A la luz de estas citas, resulta evidente que no es por Almirall por quien suspira don Eugenio Trías, sino por Alejandro Lerroux. Y advierto, antes de seguir, que para mí Lerroux no es ningún espantajo descalificador, sino un personaje fascinante que me acompañó durante ocho años como objeto de investigación y a quien, junto con otros historiadores (Romero Maura, Álvarez Junco … ), he intentado restituir en su verdadero papel dentro de la Cataluña del siglo XX.
De todos modos, el Lerroux cuya invocación seduce a Eugenio Trías y a algunas otras gentes no es tanto el Lerroux histórico -un político lleno de meandros, que viré muchas veces de rumbo ante el hecho diferencial catalán- como el Lerroux mitológico, esa mezcla de realidad, leyenda y literatura que ha pasado por ser, desde hace 90 años, el paradigma de la gallardía españolista en Cataluña, el paladín del pueblo desheredado y castellanoparlante -otro mito, al menos en el primer tercio de siglo- frente a la perfidia de la burguesía catalanista.
Más claro: lo que el distinguido filósofo lamenta no es que, hace 100 años, Prat de la Riba venciera a Almirall en la partida por definir ideológicamente el primer catalanismo político; eso son zarandajas de eruditos. No, lo que le duele a Trías -y por eso tilda a casi toda la clase política catalana de «criptoconvergente»- es la ausencia hoy en Cataluña de un líder y un partido político que rompan el actual «sosiego» del Principado, que escindan artificiosamente la sociedad catalana en dos comunidades lingüísticas mutuamente hostiles, que para prevenir anhelos de limpieza lingüística sólo existentes en alguna imaginación calenturienta- aticen un clima de confrontación civil. de consecuencias imprevisibles, pero sin duda catastróficas.

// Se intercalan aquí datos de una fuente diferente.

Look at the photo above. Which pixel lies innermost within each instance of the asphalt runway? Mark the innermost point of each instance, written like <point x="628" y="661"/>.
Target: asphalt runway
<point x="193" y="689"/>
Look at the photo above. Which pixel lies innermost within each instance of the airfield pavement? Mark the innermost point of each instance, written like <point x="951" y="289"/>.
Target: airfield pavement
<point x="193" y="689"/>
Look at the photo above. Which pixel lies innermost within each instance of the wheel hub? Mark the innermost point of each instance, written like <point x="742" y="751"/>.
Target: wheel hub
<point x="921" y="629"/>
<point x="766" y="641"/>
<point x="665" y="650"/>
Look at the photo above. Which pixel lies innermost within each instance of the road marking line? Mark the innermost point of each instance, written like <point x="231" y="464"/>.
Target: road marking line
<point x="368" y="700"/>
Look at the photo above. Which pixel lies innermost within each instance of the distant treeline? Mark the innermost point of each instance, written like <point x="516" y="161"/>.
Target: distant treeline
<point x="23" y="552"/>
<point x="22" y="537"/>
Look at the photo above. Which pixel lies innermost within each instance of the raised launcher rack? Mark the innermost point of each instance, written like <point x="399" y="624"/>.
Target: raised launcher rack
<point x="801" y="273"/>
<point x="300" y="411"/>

Y bien, el señor Eugenio. Trías es, como todo el mundo, muy dueño de sostener esta tesis, de administrar sus obsesiones y de divulgar sus fobias como mejor le plazca. Sin embargo, los lectores de fuera de Cataluña tienen derecho a saber que, desde el punto de vista sociolingüístico, el panorama descrito por Trías no guarda relación alguna con la realidad constatable en las calles, en los centros de trabajo, en los quioscos de prensa, a través del zapeo televisivo o recorriendo el dial radiofónico. Tienen derecho a saber que, en el ámbito político, la oposición a CiU existe y ejerce, aunque para quienes gustan de las emociones de la jungla un país serenamente plural no sea más que un encharcado y opresivo oasis. Tienen derecho a saber que, en el terreno doctrinal, las posiciones del señor Trías no entroncan con Valentí Almirall, ni con Pi i Margall, ni siquiera con Alejandro Lerroux, sino, en todo caso, con modelos más cercanos en el tiempo y más lejanos en el espacio: Slodoban Milosevic y Radovan Karadzic, por ejemplo.